穆烟芦瞪着眼前的女人,无话可说,她,已经疯了。
童若瑶突然凑向了穆烟芦的耳朵,“再告诉你一个秘密,东灵苑的大火,功劳全在我,跟天彻一点关系也没有。哈哈哈!”她再度狂笑。
“不可能!蓝旗军历来只认军牌不认人。”穆烟芦震惊地看着童若瑶。
耳畔又响起楚天彻哀怨的话语:“烟芦,你究竟要我如何解释,才会相信那场大火和屠杀真的不是我所为?”
“军牌吗?嘿嘿,天彻和我的军牌都是假的,真的军牌怕是已随着楚天胤葬身断魂谷了。”童若瑶鄙夷地说道。军牌是死的,人却是活的,她真不明白,精锐如蓝旗军这样的部队怎么会如此死脑筋,若干年来都只认军牌不认人。不过,正是因为这样,才会让她有机可乘。
心,一点一点地痛。原来,这一次她真的错怪了他。
“咦?穆烟芦,你怎么不赶紧去叫舒妃、怡妃和容妃来找我算账呢?不对,你还不是冤魂,无法跟她们交流,看来,我得再加把劲!”话音未落,童若瑶的鞭子已再一次劈头盖脸地砸向穆烟芦。
没一会儿,穆烟芦便再度昏迷,她的身子实在太虚了,根本经不起童若瑶的暴打。
“贱女人,不是嘴硬吗,怎么闭上眼睛装聋作哑了?给我把眼睛睁开!睁开!睁开!”眼见穆烟芦再度昏迷,童若瑶非但不解气,反而更恼了,手中的鞭子一刻也不停地抽在穆烟芦的头上、脸上、身上。
“娘娘,再这样打下去,穆烟芦恐怕会没命的。”紫衣小声地提醒。也许是在一起处久了,对于眼前这个遍体鳞伤的女人,她竟然动了一丝恻隐之心。
“怎么,你害怕了?”童若瑶的凤目冷冷地扫向了紫衣。
紫衣顿时打了一个寒噤,再也不开口了。
中午时分,穆烟芦再度醒来,这一回,不仅身子蝼蚁钻心般地疼痛,头也炸裂般地疼痛起来,仿佛有人拿了斧子将她的头从中间劈成了两半。
“水……水……”她痛苦地呻吟。
一瓢水递到了她的唇边,她吃力地抬起头,见是紫衣,想要扯出一抹笑容,说声“谢谢”,可是刚一张口,红肿的嘴唇便撕裂开来,鲜血再一次流了出来。
“唉!”紫衣重重地叹了一口气,“娘娘的手段,任你是铁打的身子也会受不了的,你又何必嘴硬,逞一时之快呢?最后,倒霉的还是你自己。”
异常艰难地喝了几口水,穆烟芦终于有了一点点力气,她再一次望向紫衣,“紫衣,杀了我吧。”

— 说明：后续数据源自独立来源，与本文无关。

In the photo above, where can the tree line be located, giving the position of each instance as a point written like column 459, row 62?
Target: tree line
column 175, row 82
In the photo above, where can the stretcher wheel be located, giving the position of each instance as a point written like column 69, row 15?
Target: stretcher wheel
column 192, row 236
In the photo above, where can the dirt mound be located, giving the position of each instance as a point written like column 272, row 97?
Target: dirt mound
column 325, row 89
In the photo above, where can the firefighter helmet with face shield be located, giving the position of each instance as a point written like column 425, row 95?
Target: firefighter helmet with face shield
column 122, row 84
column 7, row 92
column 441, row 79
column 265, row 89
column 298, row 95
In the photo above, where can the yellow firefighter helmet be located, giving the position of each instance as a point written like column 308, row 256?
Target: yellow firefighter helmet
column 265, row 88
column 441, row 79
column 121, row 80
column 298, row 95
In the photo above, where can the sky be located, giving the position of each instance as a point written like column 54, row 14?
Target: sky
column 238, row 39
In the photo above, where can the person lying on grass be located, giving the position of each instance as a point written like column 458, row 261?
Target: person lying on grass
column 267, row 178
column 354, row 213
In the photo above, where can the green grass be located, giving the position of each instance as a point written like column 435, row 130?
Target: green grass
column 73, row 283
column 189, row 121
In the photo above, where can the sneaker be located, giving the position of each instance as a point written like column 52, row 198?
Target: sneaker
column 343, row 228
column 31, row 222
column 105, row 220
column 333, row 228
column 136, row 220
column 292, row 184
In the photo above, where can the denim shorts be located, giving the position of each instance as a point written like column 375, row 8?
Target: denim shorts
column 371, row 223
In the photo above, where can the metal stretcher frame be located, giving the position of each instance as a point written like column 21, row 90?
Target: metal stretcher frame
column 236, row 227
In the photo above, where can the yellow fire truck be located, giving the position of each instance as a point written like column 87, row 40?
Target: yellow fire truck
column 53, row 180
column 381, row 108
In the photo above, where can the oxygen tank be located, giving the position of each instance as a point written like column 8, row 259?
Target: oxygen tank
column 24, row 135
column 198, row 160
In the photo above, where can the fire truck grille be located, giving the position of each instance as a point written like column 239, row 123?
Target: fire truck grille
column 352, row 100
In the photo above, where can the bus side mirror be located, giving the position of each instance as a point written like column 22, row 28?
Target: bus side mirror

紫衣慌忙摇头,“我若现在要了你的命,等会儿,娘娘非剥了我的皮不可。”
随着时间的推移,穆烟芦的身子越来越弱,意识也开始一点点混沌,她努力想要睁开眼睛,却怎么也睁不动。
迷迷糊糊中,她好像听到有人在说:“娘娘,您当真要挖掉她的眼睛?”
“哼,人人都说,她的眼睛像极了当年的我,既然如此,我便挖了她的眼睛,看看还有谁再说出这样的话来。”应该是童若瑶的声音。
她要挖掉她的眼睛吗,就像当年挖掉舒妃的眼睛一样。难道,也有人说过,舒妃的眼睛像她吗?

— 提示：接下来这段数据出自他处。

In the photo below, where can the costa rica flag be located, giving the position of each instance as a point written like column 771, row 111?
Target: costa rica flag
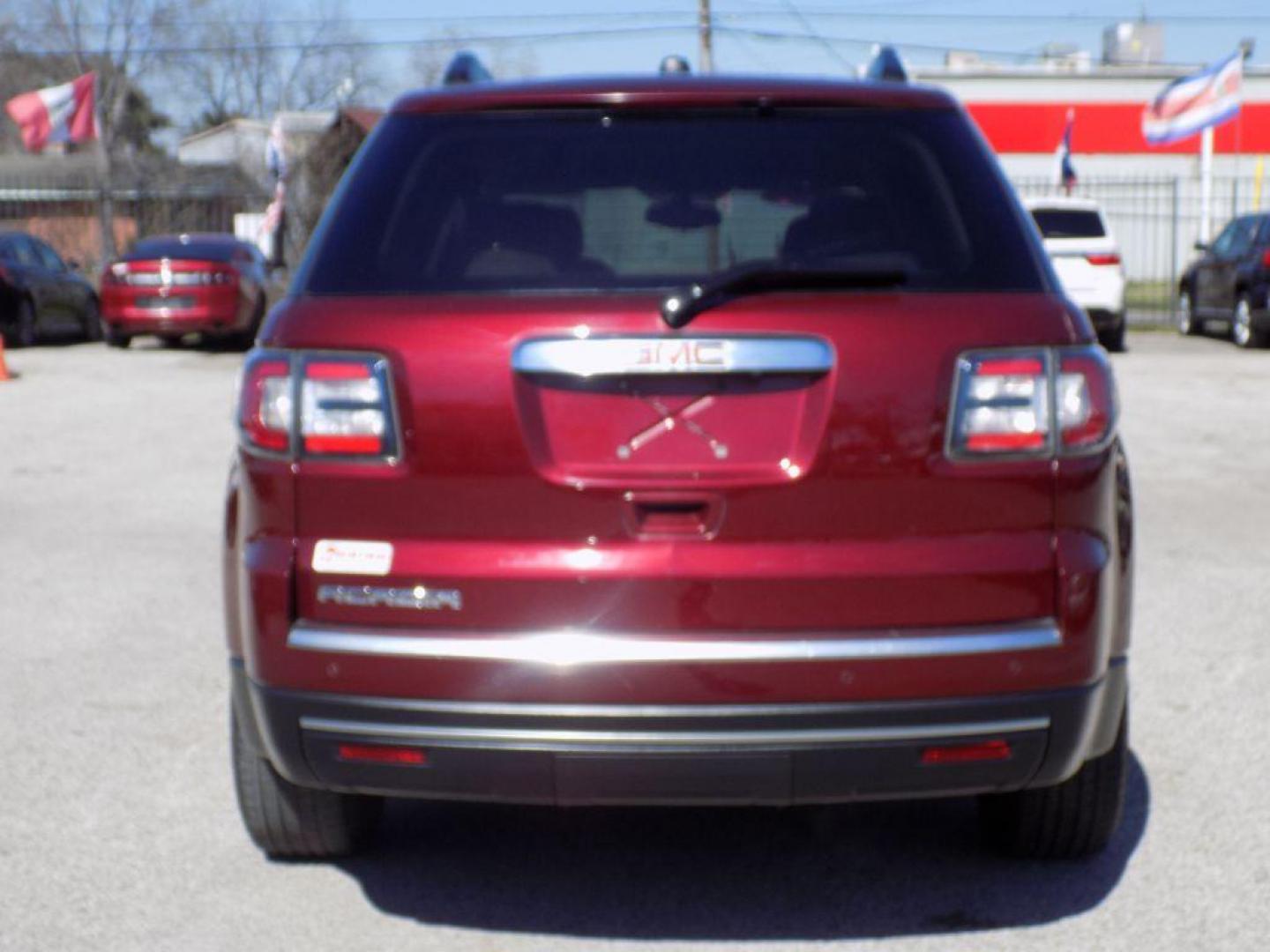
column 64, row 113
column 1064, row 155
column 1192, row 103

“娘娘,皇上正在找您,让您立刻就去沐天殿。”好像是老太监德贤的声音,听起来很是急切。
接着,又听到了童若瑶的声音:“紫衣,挖眼睛的任务就交给你了,给我干得漂亮点儿。”
“砰砰砰!”耳边突然响起了猛烈的敲门声,随后便听到了楚天彻的声音:“童若瑶,开门!”
“不好,皇上已经来了!”童若瑶的声音听起来慌乱不已,“紫衣,赶紧将这贱女人扔进暗沟。只可惜,便宜了她了,给她留了个全尸。”
再接着,仿佛有人搬动了她的身子。
“哗啦啦!”她听到了水声。暗想,这里应该就是童若瑶所说的暗沟吧,亦是她的终极归宿。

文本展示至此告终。